One day, Karen bought 22 random cans of soup from a grocery store. Suppose that 5% of cans sold at that particular grocery store are dented, and assume the store's inventory is large enough that no individual customer's purchase affects the dent rate for the remaining cans. What is the probability that Karen has bought at least one dented can

Answer 1

Probability that Karen has bought at least one dented can is 0.6765.

Explanation:

We are given that Karen bought 22 random cans of soup from a grocery store.
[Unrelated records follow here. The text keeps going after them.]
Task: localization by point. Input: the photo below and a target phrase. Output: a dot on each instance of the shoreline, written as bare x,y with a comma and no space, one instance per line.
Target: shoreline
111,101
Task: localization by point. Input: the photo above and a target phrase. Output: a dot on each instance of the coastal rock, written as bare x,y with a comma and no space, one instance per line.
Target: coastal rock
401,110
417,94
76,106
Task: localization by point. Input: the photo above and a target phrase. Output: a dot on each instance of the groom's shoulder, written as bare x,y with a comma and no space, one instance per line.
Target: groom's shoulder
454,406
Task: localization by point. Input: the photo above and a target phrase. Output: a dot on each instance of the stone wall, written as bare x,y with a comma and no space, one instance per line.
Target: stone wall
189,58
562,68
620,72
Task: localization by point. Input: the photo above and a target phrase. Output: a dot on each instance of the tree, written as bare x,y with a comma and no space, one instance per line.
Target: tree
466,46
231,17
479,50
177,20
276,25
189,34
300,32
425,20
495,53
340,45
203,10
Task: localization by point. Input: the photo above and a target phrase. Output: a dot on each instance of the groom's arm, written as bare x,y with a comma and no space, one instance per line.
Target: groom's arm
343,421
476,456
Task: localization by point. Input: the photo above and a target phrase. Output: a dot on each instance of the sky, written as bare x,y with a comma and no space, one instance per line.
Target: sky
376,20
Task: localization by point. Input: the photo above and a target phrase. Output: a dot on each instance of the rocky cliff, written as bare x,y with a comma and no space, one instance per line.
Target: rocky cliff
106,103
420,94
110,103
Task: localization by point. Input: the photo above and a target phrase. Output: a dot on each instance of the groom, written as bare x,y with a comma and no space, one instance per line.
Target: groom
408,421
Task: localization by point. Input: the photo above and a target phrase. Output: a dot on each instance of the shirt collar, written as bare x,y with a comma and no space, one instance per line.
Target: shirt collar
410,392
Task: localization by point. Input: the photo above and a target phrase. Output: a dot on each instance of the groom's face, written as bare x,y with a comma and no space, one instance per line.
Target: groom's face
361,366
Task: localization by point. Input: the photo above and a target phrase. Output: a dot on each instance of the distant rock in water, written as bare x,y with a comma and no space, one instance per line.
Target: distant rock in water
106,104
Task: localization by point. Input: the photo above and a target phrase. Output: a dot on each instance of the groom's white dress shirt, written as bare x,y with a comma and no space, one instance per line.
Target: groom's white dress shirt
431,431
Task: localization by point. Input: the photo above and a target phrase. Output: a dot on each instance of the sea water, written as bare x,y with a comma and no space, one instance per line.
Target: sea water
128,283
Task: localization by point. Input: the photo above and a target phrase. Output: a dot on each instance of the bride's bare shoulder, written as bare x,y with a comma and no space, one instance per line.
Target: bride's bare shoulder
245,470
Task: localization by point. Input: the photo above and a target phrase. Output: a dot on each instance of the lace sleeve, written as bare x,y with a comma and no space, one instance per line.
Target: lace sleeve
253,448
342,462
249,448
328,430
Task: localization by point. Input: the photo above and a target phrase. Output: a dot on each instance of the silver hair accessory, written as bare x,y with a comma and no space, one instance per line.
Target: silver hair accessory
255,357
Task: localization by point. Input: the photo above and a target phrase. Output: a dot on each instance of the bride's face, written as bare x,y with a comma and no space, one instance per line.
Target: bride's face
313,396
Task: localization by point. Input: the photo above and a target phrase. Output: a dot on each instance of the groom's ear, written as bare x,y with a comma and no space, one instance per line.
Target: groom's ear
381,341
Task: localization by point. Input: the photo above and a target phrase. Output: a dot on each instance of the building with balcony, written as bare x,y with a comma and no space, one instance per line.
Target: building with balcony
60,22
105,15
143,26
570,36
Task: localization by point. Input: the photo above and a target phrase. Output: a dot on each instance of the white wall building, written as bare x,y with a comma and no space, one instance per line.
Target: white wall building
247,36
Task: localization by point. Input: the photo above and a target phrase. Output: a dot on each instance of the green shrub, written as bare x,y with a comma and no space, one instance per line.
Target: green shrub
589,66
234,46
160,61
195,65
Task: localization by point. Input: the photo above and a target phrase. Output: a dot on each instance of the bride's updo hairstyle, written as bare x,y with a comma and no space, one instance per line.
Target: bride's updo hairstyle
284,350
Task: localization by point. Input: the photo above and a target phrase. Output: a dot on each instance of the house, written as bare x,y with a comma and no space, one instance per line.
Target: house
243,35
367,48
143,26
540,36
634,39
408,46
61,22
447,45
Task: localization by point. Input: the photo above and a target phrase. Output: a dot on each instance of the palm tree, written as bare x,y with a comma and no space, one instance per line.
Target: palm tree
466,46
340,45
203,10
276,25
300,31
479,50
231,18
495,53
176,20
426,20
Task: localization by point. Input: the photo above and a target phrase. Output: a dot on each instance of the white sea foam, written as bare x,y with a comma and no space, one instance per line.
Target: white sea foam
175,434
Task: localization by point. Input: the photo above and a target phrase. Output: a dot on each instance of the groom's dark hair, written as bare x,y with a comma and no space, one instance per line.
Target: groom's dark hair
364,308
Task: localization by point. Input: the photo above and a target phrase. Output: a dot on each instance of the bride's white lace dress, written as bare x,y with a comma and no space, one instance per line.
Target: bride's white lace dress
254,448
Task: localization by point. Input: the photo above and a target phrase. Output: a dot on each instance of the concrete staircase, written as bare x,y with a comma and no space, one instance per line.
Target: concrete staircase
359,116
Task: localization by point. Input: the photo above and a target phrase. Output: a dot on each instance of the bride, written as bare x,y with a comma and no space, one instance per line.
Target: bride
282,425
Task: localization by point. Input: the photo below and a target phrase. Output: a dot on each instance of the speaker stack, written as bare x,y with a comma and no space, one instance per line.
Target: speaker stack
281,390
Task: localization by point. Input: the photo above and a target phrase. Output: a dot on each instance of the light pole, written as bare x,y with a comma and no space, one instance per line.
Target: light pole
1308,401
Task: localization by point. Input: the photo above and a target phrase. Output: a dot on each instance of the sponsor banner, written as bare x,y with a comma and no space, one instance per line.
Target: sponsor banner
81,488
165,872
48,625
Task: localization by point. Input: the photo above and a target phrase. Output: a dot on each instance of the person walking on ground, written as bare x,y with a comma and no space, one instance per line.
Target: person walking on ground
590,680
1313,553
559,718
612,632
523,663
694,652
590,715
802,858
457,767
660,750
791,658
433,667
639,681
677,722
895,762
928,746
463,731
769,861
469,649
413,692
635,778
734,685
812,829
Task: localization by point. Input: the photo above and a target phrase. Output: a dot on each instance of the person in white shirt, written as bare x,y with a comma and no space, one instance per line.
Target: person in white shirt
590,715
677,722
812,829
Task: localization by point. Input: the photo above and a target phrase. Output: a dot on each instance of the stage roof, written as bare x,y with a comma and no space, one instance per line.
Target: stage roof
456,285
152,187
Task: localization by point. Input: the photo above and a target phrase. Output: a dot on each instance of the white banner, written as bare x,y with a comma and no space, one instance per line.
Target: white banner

Suppose that 5% of cans sold at that particular grocery store are dented, and assume the store's inventory is large enough that no individual customer's purchase affects the dent rate for the remaining cans.

The above situation can be represented through Binomial distribution;

`P(X=r) = \binom{n}{r}p^(r) (1-p)^(n-r) ; x = 0,1,2,3,.....`

where, n = number of trials (samples) taken = 22 cans

r = number of success = at least one

p = probability of success which in our question is % cans sold at

that particular grocery store that are dented, i.e; 5%

LET X = Number of cans that are dented

So, it means X ~
`Binom(n=22, p=0.05)`

Now, Probability that Karen has bought at least one dented can = P(X
`\geq` 1)

P(X
`\geq` 1) = 1 - Probability that no cans are dented

= 1 - P(X = 0)

= 1 -
`\binom{22}{0}0.05^(0) (1-0.05)^(22-0)`

=
`1-(1 * 1 * 0.95^(22))`

= 1 - 0.3235 = 0.6765

Therefore, Probability that Karen has bought at least one dented can is 0.6765.

Answer 2

0.6765 = 67.65%

Explanation:

This situation can be treated as a binomial model with probability of success (dented can) of p = 0.05.

In 22 random trials, the probability of at least one success is determined by:

`P(X>1) = 1-P(X=0)\\P(X>1) = 1 - (1-p)^(22)\\P(X>1) = 1 - (1-0.05)^(22)\\P(X>1) =0.6765`

The probability that Karen has bought at least one dented can is 0.6765 or 67.65%.